L’art d’Orient dopé par le golfe Persique

Par Le Journal des Arts · Le Journal des Arts

Le 9 octobre 1998 - 562 mots

La vente d’art d’Orient organisée les 25 et 26 septembre par l’étude de Ricqlès a produit un total de près de 16 millions de francs, frais compris. Les pièces de qualité exceptionnelle, tel un plateau circulaire en laiton des XIIIe-XIVe siècles adjugé 4,1 millions de francs, ont réalisé des prix élevés, dopés principalement par des enchérisseurs du golfe Persique.
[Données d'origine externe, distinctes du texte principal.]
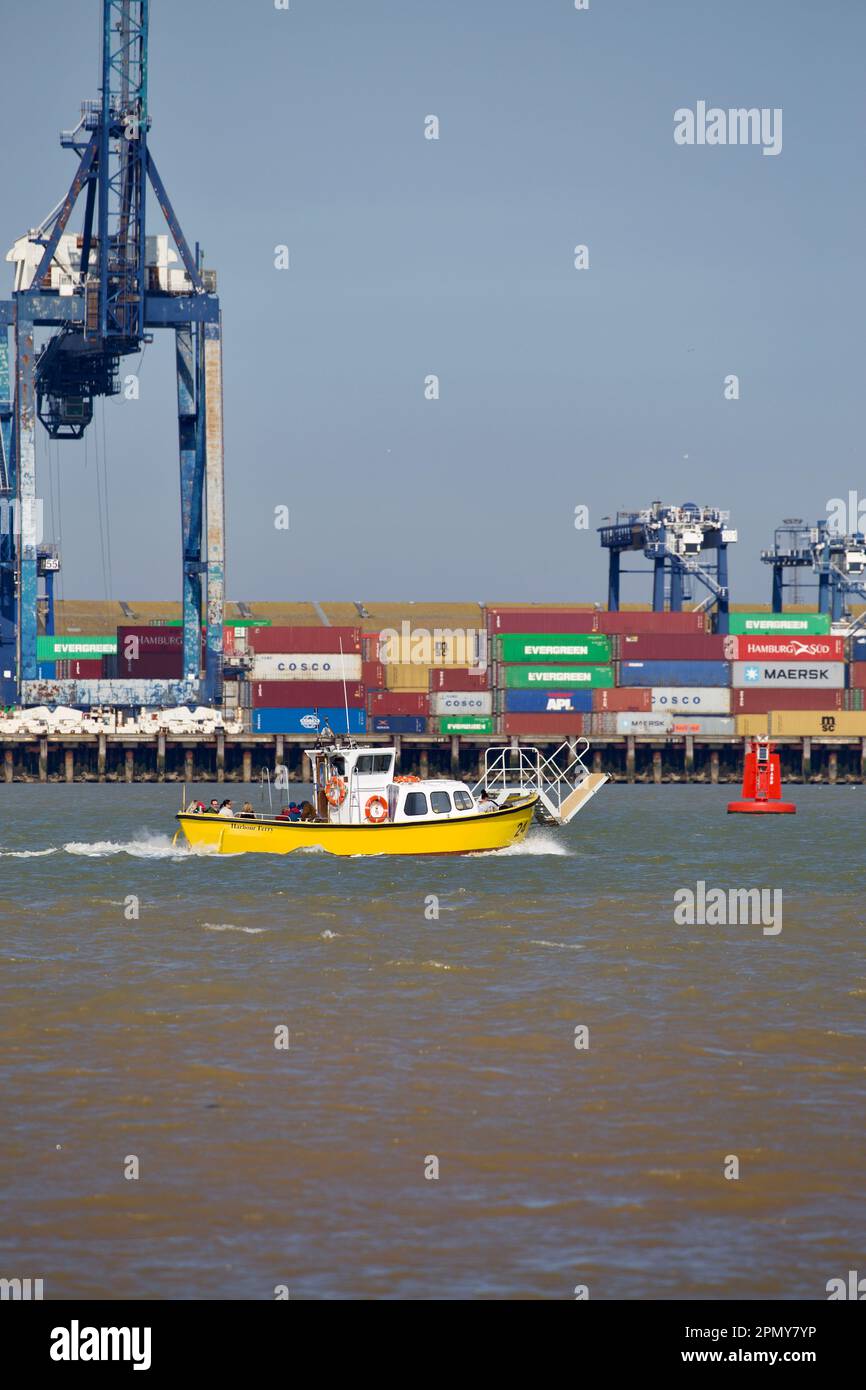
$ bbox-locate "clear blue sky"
[0,0,866,602]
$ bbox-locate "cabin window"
[354,753,391,777]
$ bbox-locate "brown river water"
[0,784,866,1300]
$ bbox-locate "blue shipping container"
[253,706,367,735]
[370,714,427,734]
[505,691,592,714]
[620,662,731,685]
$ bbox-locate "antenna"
[339,637,349,738]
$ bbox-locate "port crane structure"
[598,502,737,632]
[0,0,225,705]
[760,517,866,632]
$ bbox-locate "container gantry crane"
[0,0,225,705]
[760,517,866,630]
[598,502,737,632]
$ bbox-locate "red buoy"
[727,738,796,816]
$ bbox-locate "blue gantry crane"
[0,0,225,705]
[760,517,866,627]
[598,502,737,632]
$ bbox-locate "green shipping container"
[728,613,830,637]
[502,664,614,691]
[36,632,117,662]
[498,632,610,666]
[439,714,493,734]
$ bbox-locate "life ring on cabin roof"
[364,796,388,826]
[325,777,348,806]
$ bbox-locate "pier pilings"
[0,731,866,785]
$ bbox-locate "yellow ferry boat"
[175,737,606,855]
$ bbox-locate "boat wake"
[202,922,265,937]
[0,849,57,859]
[478,830,573,859]
[61,834,216,859]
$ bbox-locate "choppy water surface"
[0,785,866,1298]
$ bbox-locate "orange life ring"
[325,777,348,806]
[364,796,388,826]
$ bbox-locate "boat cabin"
[306,745,478,826]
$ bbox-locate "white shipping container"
[731,656,845,691]
[671,714,737,738]
[652,685,731,714]
[616,714,673,734]
[253,652,361,681]
[430,691,493,714]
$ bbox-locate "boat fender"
[325,777,346,806]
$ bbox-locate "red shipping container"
[117,624,198,680]
[246,627,361,656]
[430,666,491,691]
[361,662,385,691]
[589,612,708,637]
[724,637,845,662]
[370,691,427,714]
[619,632,737,662]
[592,685,652,714]
[250,681,364,709]
[502,714,584,738]
[117,624,183,659]
[731,685,845,714]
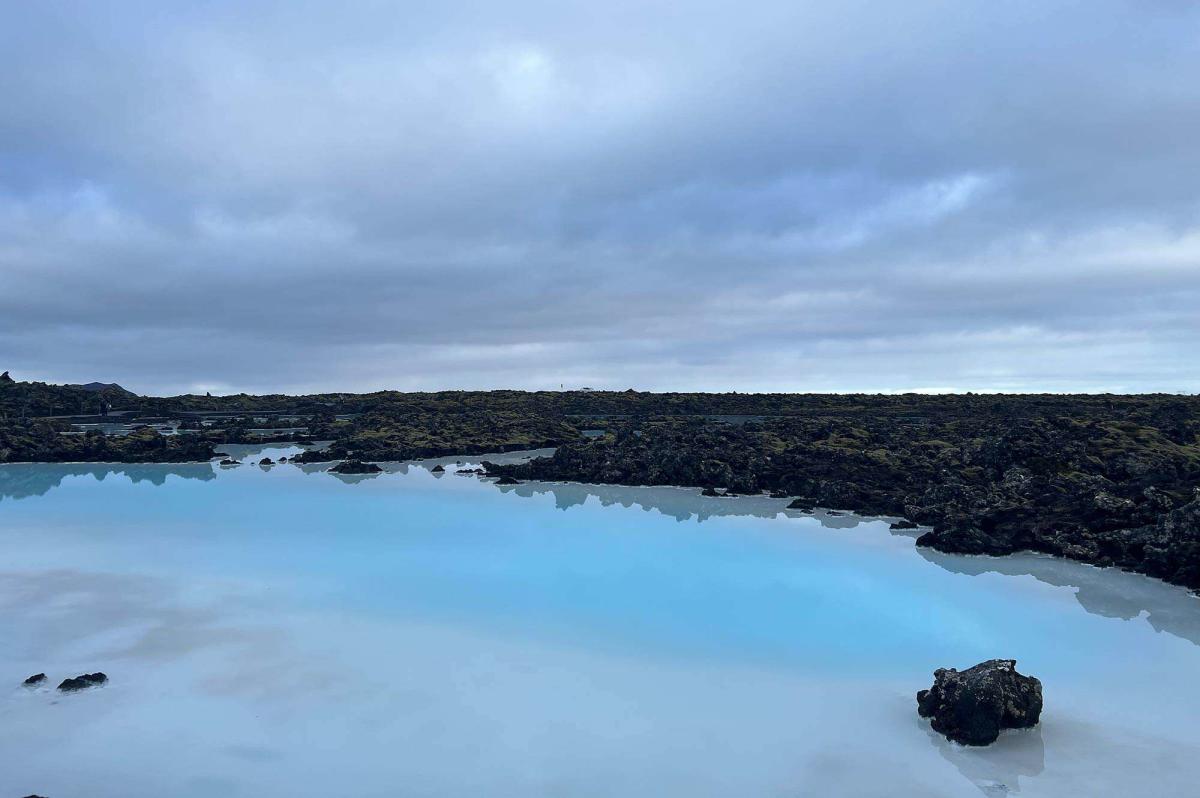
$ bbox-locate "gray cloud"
[0,0,1200,392]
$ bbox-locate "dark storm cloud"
[0,0,1200,391]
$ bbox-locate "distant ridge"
[65,383,137,396]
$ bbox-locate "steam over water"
[0,449,1200,798]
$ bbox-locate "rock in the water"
[917,660,1042,745]
[59,673,108,692]
[329,460,383,474]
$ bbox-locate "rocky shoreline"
[487,419,1200,589]
[0,378,1200,589]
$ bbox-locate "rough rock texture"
[917,660,1042,745]
[329,460,383,474]
[488,410,1200,588]
[59,673,108,692]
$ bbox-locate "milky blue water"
[0,449,1200,798]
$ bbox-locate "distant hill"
[67,383,137,396]
[0,372,138,419]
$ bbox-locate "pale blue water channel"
[0,449,1200,798]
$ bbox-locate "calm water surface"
[0,449,1200,798]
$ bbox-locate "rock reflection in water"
[0,463,216,500]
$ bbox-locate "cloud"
[0,0,1200,392]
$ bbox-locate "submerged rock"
[329,460,383,474]
[917,660,1042,745]
[59,673,108,692]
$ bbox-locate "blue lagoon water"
[0,449,1200,798]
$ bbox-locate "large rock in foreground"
[59,673,108,692]
[917,660,1042,745]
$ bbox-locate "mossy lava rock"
[917,660,1042,745]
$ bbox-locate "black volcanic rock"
[59,673,108,692]
[917,660,1042,745]
[329,460,383,474]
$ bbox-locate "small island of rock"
[917,660,1042,745]
[329,460,383,474]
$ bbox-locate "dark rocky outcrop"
[329,460,383,474]
[488,410,1200,588]
[917,660,1042,745]
[59,673,108,692]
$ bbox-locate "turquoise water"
[0,449,1200,798]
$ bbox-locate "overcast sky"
[0,0,1200,392]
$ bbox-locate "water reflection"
[919,720,1046,798]
[0,463,216,500]
[497,482,876,529]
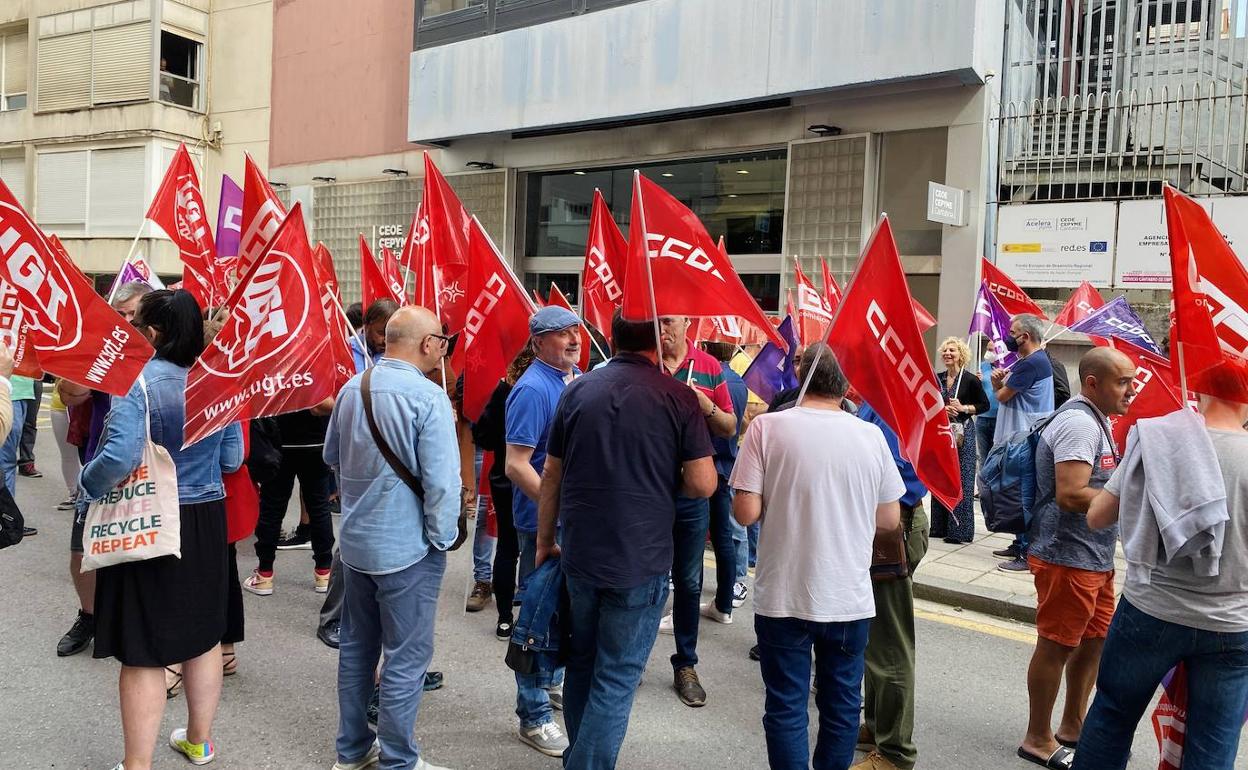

PARIS - “Gloire à notre maître le sultan Al-Malik al-Nâsir, le savant, l’agissant, le guerrier, le combattant de la foi, l’assisté des dieux...” Cette inscription orne le bandeau périphérique d’un immense plateau en laiton incrusté d’argent et ciselé, exécuté pour le sultan al-Nâsir Muhammad Ibn Qalâwûn qui régna pendant près d’un demi-siècle, de 1294 à 1341. Pièce vedette de la collection du comte Odon de Toulouse-Lautrec, ce plateau mamelouk de 110 cm de diamètre, pesant 17 kg, avait été exposé à Paris au Pavillon de Marsan, en 1903, par l’Union centrale des arts décoratifs. Il a été adjugé 4,1 millions de francs, frais inclus, plus de trois fois l’estimation haute. “C’était une estimation d’amorce. Si l’on avait indiqué un prix plus élevé, nous n’aurions pas eu de clients, indique l’expert Jean Soustiel. En outre, cette pièce, certes unique, avait en grande partie perdu ses incrustations d’argent. Nous ne savions pas comment les collectionneurs réagiraient face à ce défaut. Le plateau a finalement été adjugé au profit d’un collectionneur privé du golfe Persique. Les objets de qualité muséale sont toujours très convoités, quelles que soient les circonstances économiques”.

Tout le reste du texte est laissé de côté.